- Born: India
- Occupation: Gastroenterologist
- Known for: Gastro Intestinal Endoscopy
- Awards: Padma Shri
- Website: on Medanta

= Randhir Sud =

Indian gastroenterologist

Randhir Sud is an Indian gastroenterologist and the Chairman of the Medanta Institute of Digestive and Hepatobiliary Sciences. He is known for his contributions in gastrointestinal oncology in India. He is a former co-chairman of the department of gastroenterology at Sir Ganga Ram Hospital, New Delhi.

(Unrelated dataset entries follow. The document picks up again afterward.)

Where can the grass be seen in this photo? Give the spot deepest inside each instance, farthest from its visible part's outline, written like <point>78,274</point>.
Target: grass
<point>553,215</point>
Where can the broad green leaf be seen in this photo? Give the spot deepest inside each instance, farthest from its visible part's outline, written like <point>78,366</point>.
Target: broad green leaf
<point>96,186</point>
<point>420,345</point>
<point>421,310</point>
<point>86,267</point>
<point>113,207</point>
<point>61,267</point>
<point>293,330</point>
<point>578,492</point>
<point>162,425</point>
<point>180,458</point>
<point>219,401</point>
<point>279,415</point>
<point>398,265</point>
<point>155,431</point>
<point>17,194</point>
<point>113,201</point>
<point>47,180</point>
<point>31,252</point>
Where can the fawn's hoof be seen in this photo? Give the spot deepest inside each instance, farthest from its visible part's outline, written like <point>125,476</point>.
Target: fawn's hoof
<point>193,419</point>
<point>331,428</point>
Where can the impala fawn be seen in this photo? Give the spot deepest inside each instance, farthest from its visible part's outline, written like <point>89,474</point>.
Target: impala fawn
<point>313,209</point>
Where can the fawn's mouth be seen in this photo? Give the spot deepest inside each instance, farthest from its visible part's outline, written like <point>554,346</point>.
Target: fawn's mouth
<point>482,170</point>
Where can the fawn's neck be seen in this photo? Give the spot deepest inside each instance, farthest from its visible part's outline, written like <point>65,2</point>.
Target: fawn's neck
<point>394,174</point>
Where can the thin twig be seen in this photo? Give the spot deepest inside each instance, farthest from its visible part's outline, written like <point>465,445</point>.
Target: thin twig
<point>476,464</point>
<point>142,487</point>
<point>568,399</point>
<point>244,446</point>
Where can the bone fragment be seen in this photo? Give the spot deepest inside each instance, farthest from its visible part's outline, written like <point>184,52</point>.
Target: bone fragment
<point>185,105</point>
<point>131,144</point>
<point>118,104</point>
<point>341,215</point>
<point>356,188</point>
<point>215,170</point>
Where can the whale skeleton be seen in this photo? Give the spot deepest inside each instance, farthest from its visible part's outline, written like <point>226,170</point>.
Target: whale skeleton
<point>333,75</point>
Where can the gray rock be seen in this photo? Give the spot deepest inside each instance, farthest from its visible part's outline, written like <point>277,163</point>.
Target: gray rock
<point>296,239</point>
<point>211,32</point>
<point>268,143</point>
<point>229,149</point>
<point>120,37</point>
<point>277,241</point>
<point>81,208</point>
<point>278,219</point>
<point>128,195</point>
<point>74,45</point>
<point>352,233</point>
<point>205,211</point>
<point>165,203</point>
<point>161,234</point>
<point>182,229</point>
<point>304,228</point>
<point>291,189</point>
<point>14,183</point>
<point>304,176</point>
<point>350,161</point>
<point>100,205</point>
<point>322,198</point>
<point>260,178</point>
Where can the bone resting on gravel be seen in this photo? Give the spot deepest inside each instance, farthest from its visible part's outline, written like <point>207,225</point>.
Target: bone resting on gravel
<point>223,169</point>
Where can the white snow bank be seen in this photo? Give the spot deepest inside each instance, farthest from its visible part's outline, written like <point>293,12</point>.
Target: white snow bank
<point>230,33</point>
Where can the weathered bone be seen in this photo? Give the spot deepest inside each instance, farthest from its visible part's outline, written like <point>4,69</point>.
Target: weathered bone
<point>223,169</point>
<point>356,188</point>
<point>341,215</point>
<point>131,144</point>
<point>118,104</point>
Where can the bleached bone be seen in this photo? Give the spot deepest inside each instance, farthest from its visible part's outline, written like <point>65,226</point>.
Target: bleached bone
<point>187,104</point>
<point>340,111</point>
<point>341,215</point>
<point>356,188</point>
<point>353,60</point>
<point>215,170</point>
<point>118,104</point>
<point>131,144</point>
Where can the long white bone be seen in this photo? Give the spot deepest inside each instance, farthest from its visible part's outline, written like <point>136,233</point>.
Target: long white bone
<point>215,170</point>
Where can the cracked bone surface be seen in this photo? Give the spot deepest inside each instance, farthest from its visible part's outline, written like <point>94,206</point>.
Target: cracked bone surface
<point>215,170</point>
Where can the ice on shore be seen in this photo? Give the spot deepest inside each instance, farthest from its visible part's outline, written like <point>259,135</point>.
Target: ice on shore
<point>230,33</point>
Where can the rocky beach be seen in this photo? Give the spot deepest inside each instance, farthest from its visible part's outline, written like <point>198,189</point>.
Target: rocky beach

Sud graduated in medicine (MBBS) from the Government Medical College, Amritsar in 1977 and started his career as a junior resident doctor at the All India Institute of Medical Sciences, Delhi in 1979. While working, he continued his studies at AIIMS to secure an MD in 1981 and followed it up with a DM in gastroenterology in 1983. He worked at AIIMS till 1985 and moved to Sir Ganga Ram Hospital, Delhi, where he worked for 25 years till his move to Medanta in 2010. In between, he also served as a visiting professor at the Harvard Medical School, Boston in 1999, at the University of Texas Medical Branch (UTMB), Galveston, Texas and the University of Alabama, Birmingham. He is also an examiner for the Diplomate of National Board examinations in Gastroenterology of the National Board of Examinations. The Government of India awarded him the fourth highest civilian honour of the Padma Shri, in 2008, for his contributions to medicine.